We now need to calculate the parameters described in your lab handout! The syntax has been demonstrated for Dauphin Island in the winter; you should now fill in for the remaining data. 

In [None]:
DIW_avg= DIW_sal.mean() #define and calculate the average
DIW_min= DIW_sal.min() #define and calculate the minimum
DIW_max= DIW_sal.max() #define and calculate the maximum
DIW_stdev= DIW_sal.std() #define and calculate the standard deviation
print("The parameters for Dauphin Island in the winter are, in the order of (average, min, max, stdev)") #print statement
(round(DIW_avg,1), round(DIW_min,1), round(DIW_max,1), round(DIW_stdev,1)) #printing values rounded for to read easier

In [None]:
DIS_avg= DIS_sal.mean() #define and calculate the average
DIS_min= DIS_sal.min() #define and calculate the minimum
DIS_max= DIS_sal.max() #define and calculate the maximum
DIS_stdev= DIS_sal.std() #define and calculate the standard deviation
print("The parameters are, in the order of (average, min, max, stdev)") #print statement
(round(DIS_avg,1), round(DIS_min,1), round(DIS_max,1), round(DIS_stdev,1)) #printing values

In [None]:
PKW_avg= PKW_sal.mean() #define and calculate the average
PKW_min= PKW_sal.min() #define and calculate the minimum
PKW_max= PKW_sal.max() #define and calculate the maximum
PKW_stdev= PKW_sal.std() #define and calculate the standard deviation
print("The parameters are, in the order of (average, min, max, stdev)") #print statement
(round(PKW_avg,1), round(PKW_min,1), round(PKW_max,1), round(PKW_stdev,1)) #printing values

In [None]:
PKS_avg= PKS_sal.mean() #define and calculate the average
PKS_min= PKS_sal.min() #define and calculate the minimum
PKS_max= PKS_sal.max() #define and calculate the maximum
PKS_stdev= PKS_sal.std() #define and calculate the standard deviation
print("The parameters are, in the order of (average, min, max, stdev)") #print statement
(round(PKS_avg,1), round(PKS_min,1), round(PKS_max,1), round(PKS_stdev,1)) #printing values

### Boxplots

Let's try to make a boxplot again. This time, we're going to try to plot both sites and seasons all together. 

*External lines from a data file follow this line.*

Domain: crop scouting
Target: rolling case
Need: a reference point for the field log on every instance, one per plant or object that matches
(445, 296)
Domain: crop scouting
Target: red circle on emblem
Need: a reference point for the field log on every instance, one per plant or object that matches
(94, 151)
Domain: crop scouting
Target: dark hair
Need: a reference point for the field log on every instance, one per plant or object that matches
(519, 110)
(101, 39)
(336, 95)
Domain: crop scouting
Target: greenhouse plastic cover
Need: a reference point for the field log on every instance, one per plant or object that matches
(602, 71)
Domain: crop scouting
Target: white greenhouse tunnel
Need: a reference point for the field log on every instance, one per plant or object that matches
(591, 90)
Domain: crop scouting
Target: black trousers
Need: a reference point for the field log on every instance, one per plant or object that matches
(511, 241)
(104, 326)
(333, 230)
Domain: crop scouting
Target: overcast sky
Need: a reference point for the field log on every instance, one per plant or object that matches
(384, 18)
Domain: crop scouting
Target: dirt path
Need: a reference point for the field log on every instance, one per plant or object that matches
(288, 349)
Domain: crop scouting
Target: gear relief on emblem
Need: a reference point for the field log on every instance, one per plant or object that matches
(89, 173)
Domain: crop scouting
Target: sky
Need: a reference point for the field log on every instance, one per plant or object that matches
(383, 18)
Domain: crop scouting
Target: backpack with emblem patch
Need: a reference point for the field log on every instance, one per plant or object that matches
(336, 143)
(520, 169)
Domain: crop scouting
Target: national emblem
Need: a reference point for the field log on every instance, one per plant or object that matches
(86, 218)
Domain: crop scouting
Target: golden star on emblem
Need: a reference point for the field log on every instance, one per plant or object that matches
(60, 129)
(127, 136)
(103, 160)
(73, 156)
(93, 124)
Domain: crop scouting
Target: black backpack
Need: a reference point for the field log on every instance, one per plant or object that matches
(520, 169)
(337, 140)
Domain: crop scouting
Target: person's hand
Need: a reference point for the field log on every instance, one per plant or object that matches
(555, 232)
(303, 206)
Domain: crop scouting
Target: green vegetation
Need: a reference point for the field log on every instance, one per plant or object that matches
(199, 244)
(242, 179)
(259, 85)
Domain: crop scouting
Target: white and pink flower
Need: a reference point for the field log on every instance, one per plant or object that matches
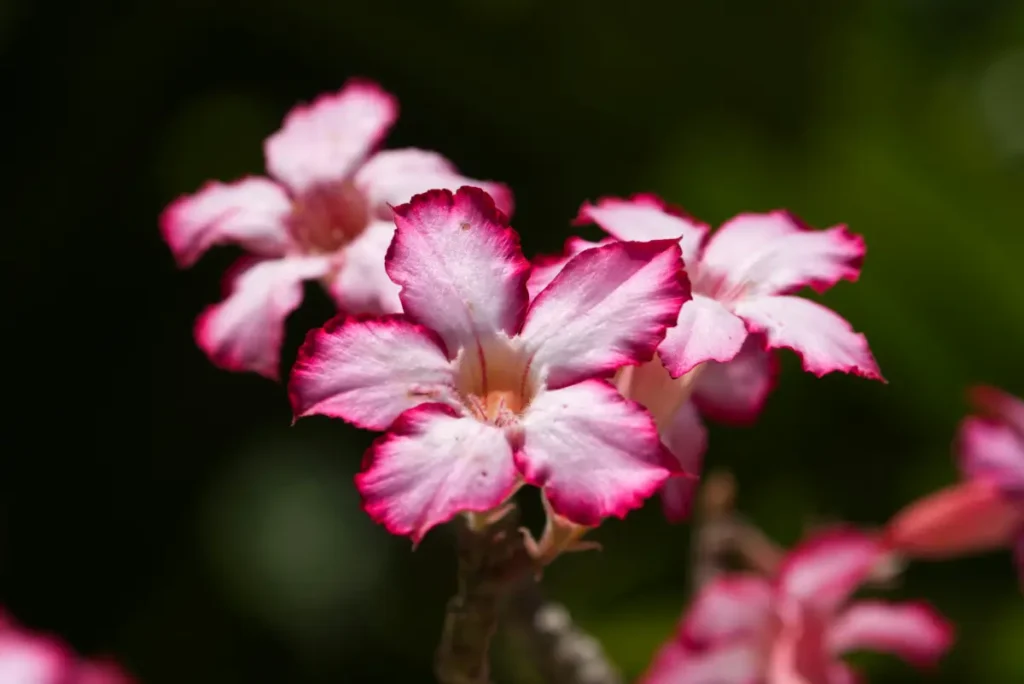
(324, 215)
(793, 629)
(481, 390)
(33, 658)
(719, 360)
(986, 510)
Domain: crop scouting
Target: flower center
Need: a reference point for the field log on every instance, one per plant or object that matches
(495, 381)
(327, 217)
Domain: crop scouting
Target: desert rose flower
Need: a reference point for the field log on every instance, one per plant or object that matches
(324, 214)
(793, 629)
(33, 658)
(719, 360)
(986, 510)
(480, 390)
(743, 279)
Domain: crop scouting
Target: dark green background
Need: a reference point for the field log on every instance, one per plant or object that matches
(162, 510)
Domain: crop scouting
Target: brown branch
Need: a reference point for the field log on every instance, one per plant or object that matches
(493, 560)
(562, 652)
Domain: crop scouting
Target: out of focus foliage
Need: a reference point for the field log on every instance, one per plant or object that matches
(162, 510)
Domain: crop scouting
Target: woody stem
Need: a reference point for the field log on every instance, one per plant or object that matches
(493, 559)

To do so, we will make a figure with multiple `subplots`. This allows us to make a separate plot for each, with their own titles, data, etc., within a single larger figure. You will save this figure and upload it to Canvas with this Python assignment. 

#### Read through the code. Check that your variable names match the ones in the code. Add a figure name to save it

In [None]:
#make a figure with multiple axes and subplots
#we need four total subplots
#plotting them in a (2,2) or 2x2 grid is best visually
#sharey means that the plots share y-axes, which reduces clutter in the plots
#defining the figure size as (10,10) makes it large enough to see
fig, axs = plt.subplots(2,2, sharey= True, figsize = (10,10))

#Let's plot the Dauphin Island summer salinities first
#puts in location (0,0) 
#this is the upper left corner
axs[0,0].boxplot(DIS_sal) #makes the boxplot
axs[0,0].set(ylabel="Salinity (psu)") #put a label on the common y-axis
axs[0,0].set_title('Dauphin Island Summer') #sets the title
axs[0,0].set_xlabel("")

#Now Dauphin Island winter
#I want this to line up horizontally with the other Dauphin Island Data
#this (0,1) is the upper right corner
axs[0,1].boxplot(DIW_sal) #makes the boxplot
axs[0,1].set_title('Dauphin Island Winter') #sets the title

#Now Perdido Key Summer
#I want this to line up vertically with the other Summer data
#(1,0) is the bottom left corner
axs[1,0].boxplot(PKS_sal) #makes the boxplot
axs[1,0].set(ylabel="Salinity (psu)") #put a label on the common y-axis
axs[1,0].set_title('Perdido Key Summer') #sets the title

#Now Perdido Key Winter
#I want this to line up vertically with the other Winter data
#do this one mostly alone
axs[1,1].boxplot(PKW_sal) #make the boxplot
axs[1,1].set_title(' ') #set the title


#add a file name to the line of code here to save the figure
plt.savefig(" .png")

---

### You're done!! 

Make sure you've saved two copies of your notebook (html and IPYNB) and your boxplot as well.